L'ex-président français et maire de Paris Jacques Chirac, qui doit faire face à la justice dans une affaire d'emplois fictifs vieille de 20 ans, pourrait échapper au tribunal pendant plusieurs mois encore grâce à une question de droit.

Le tribunal annoncera aujourd'hui quelle suite il entend donner à la requête d'un autre accusé, Rémy Chardon.

L'ancien directeur de cabinet de M. Chirac à la Ville de Paris demande au tribunal de saisir la Cour de cassation d'une requête portant sur la prescription. S'il accepte, le début du procès pourrait être retardé de plusieurs mois encore.

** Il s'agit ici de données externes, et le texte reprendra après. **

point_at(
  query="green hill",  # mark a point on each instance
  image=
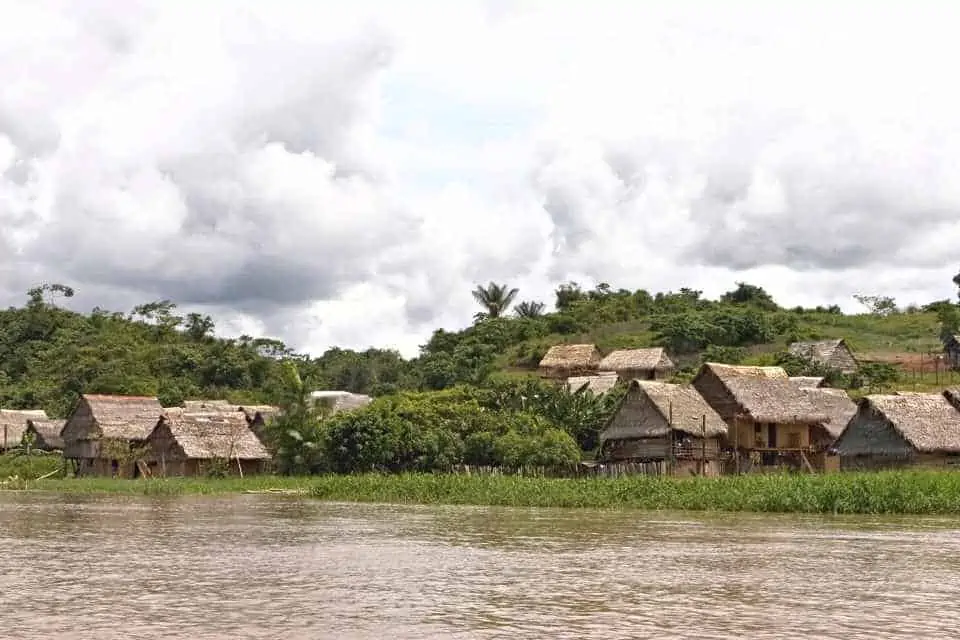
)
(48, 354)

L'entourage du politicien de 78 ans a assuré qu'il n'était pas à l'origine de cette requête.

Jacques Chirac est accusé, avec une dizaine d'autres personnes, d'avoir orchestré un système d'emplois fictifs dans lequel la Ville de Paris finançait des postes de complaisance ou les postes de membres de son parti qui travaillaient en fait à sa campagne présidentielle de 1995.

L'entourage de l'ancien chef d'État a multiplié les démarches au cours des derniers mois pour bloquer le procès.

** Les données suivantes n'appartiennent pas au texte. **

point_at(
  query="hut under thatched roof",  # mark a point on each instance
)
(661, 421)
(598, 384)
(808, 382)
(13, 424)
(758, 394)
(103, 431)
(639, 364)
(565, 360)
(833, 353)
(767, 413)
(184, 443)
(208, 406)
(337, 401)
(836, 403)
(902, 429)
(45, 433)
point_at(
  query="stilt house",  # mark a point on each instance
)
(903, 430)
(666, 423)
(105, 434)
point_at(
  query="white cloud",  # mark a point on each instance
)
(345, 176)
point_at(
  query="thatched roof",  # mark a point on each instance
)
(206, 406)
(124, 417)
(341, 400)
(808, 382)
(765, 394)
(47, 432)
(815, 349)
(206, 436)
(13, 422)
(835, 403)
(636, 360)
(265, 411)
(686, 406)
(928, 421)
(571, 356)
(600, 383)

Les Français peu scandalisés

La poursuite contre Jacques Chirac, longtemps protégé par son immunité présidentielle, est mal vue par une partie importante de la classe politique française, tant à gauche qu'à droite. La population elle-même ne fait guère reproche des faits allégués à l'ancien président, dont la cote de popularité demeure très élevée.

Pierre Lascoumes, directeur de recherche au Centre national de la recherche scientifique, pense que le procès constitue un précieux révélateur du rapport qu'entretient la société française avec la corruption.

Le pays, comme nombre de pays latins, est imprégné d'une culture catholique qui a longtemps fait du rapport à l'argent une question «sale» qu'il valait mieux éviter. «Dans les pays anglo-saxons, le rapport à l'argent est normalisé et peut être normé. Ça ne fait pas disparaître la question de la corruption, mais au moins le problème est vu», dit-il.

Cet héritage n'est pas étranger, selon lui, au fait que la France ne s'est dotée qu'à la fin des années 80 de ses premières lois contre le financement illégal des partis.

La population, poursuit le spécialiste, entretient aujourd'hui une attitude «paradoxale» vis-à-vis de la corruption en politique: «Tout le monde met en avant des grands principes mais, quand il s'agit de voter, les critères sont tout à fait différents. Les Français ont un rapport très utilitariste avec les hommes politiques. Ils votent pour ceux qui peuvent leur rendre service», dit le chercheur, auteur de plusieurs ouvrages sur la question.

Le retour en grâce de l'ancien premier ministre Alain Juppé, qui avait été condamné dans l'une des affaires qui touchent aujourd'hui Jacques Chirac, est «assez typique», selon M. Lascoumes, «de la tolérance élevée de la population».